I spent more time with my nan than I did with either parent. In the mornings I would go there for bacon and eggs (I blame her for my subsequent high cholesterol) and I’d read her Daily Mirror; I think my nan was a communist and her Russian controller was Andy Capp).  I also spent evenings there and watch Double your money and Take your pick with her.  Or I’d play whilst she watched Coronation Street.

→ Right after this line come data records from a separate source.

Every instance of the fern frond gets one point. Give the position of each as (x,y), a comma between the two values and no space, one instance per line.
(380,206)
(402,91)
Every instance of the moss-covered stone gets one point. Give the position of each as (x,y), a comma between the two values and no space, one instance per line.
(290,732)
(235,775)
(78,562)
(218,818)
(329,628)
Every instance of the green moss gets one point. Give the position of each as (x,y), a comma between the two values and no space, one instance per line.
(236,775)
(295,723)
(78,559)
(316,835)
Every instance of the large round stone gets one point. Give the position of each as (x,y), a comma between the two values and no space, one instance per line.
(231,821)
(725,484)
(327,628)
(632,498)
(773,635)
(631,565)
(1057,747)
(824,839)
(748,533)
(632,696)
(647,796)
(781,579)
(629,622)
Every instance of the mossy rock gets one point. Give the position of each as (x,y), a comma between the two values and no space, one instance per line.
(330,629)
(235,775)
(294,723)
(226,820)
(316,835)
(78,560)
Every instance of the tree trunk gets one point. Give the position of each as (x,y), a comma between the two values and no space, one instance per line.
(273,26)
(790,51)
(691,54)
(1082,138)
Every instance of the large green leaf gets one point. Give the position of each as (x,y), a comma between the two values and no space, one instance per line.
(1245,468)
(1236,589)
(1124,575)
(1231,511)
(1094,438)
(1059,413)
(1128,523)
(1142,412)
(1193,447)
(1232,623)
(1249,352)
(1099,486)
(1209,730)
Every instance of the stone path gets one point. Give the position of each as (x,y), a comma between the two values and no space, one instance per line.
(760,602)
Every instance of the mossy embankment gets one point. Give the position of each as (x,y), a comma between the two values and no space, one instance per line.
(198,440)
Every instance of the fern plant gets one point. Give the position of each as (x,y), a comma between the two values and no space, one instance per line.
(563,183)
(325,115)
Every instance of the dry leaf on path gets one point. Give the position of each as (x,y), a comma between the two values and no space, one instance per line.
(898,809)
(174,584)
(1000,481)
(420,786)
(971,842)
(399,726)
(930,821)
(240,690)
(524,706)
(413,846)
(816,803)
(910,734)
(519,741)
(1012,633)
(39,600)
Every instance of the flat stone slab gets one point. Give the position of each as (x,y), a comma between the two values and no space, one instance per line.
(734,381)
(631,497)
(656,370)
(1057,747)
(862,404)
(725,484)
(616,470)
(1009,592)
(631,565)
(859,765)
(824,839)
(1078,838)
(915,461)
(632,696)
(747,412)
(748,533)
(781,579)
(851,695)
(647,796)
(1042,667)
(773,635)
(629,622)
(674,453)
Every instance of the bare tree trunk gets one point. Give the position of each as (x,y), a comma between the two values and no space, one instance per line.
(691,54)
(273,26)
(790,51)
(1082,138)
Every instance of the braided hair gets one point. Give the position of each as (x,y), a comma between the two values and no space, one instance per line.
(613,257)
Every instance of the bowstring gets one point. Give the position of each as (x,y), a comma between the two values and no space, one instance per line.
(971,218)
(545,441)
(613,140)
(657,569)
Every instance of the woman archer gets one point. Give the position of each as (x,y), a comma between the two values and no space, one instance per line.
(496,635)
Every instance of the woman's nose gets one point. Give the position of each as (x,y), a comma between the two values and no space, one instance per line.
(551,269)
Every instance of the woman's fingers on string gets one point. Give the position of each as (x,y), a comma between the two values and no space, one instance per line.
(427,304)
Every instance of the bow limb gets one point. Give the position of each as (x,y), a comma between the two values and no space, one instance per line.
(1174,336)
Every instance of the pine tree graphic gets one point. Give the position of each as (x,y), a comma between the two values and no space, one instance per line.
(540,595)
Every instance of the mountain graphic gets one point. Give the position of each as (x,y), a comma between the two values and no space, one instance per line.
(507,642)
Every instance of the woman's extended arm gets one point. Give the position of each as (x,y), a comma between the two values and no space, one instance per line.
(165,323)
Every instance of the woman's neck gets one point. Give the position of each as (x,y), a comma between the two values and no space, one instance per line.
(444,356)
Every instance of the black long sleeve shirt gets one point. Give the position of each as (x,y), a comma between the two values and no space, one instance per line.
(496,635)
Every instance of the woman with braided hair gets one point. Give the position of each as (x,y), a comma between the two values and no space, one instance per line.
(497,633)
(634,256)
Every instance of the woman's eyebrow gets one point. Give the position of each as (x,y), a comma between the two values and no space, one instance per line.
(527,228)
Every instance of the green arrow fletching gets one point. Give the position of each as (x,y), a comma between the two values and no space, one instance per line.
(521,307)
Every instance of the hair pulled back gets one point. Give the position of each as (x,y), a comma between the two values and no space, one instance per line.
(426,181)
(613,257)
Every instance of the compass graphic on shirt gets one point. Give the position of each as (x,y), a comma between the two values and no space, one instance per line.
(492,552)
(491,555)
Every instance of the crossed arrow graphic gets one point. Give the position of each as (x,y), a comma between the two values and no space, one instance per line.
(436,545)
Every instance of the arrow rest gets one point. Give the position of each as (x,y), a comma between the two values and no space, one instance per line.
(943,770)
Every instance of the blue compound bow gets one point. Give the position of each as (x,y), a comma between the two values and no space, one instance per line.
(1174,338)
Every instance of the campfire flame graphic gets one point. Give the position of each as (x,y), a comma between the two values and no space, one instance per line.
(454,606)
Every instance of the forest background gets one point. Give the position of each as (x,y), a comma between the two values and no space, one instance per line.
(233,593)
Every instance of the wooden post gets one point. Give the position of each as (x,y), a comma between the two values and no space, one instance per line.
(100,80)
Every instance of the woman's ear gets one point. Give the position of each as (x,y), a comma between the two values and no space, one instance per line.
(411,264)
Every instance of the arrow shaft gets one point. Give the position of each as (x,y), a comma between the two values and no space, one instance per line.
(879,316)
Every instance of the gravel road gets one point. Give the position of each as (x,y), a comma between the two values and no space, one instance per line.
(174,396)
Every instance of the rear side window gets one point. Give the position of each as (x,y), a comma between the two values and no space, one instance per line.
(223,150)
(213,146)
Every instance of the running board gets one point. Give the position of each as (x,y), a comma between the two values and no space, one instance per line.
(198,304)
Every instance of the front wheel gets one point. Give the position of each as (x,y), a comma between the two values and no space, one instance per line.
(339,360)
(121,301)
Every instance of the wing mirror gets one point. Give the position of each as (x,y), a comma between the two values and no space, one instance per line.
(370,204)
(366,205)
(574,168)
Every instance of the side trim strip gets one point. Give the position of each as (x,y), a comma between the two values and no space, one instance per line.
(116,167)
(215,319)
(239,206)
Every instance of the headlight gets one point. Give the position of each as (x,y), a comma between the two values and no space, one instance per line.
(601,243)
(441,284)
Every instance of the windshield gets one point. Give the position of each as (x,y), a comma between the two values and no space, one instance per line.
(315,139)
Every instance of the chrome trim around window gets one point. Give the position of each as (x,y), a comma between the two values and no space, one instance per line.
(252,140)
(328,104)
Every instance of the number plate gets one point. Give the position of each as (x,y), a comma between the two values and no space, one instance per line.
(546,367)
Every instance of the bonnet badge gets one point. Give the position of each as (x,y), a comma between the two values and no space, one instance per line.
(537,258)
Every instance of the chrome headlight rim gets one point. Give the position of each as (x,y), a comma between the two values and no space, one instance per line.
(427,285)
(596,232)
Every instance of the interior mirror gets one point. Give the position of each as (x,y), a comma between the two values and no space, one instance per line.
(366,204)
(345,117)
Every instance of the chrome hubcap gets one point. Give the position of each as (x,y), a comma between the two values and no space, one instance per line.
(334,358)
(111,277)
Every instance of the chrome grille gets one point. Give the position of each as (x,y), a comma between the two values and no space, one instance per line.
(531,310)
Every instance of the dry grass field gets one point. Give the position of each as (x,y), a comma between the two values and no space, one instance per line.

On this particular Friday in November 1963 we had left my nan’s flat and suddenly, ubiquitous Embassy in mouth, came my Auntie Vera out from her flat: “Kennedy’s been shot” reported Auntie Vera. This meant nothing to me being relatively oblivious to US politics and assumed it was another character from Coronation Street being killed off; although it did strike me as being quite soon after the tragedy of Martha Longhurst’s “death” under the collapsed viaduct.

Five years later I was playing at a friend’s house in Oakmead Road, near Balham Station, when his mother entered the room where we were trying hard not to take one another’s eyes out with his new Johnny Seven (multi-action) gun.  “Kennedy’s been shot” she said.  I thought, ‘Either this woman is very behind with the news or another character has fallen off his mortal thespian coil from Corrie’.

Similar to my mother wishing to pursue the half-human/half-porpoise family and introduce me to swimming, my friend’s mother and teller of grave (albeit slightly outdated) news had just started sending her son to elocution lessons. That academic year he was due to start at Emanuel and his mother had decided that a futile gesture was needed.   He was to attend classes to make him more articulate through learning poetry.

These lessons took place in a semi-detached house in Tooting.

Because the problem with having elocutions in Tooting is that there is a danger that you may come out speaking worse after the course, than when you originally started.

People living in Tooting in the late eighties believed consonants were Asia and Africa; a vowel was a very small rodent and a semi-colon was what posh people in Fulham had irrigated.

I met him years later when we were in our early twenties. The lessons hadn’t worked as he sounded more like Eliza Doolittle, only with a deeper voice; but he did know every Philip Larkin poem off by heart. Really handy working in a hospital.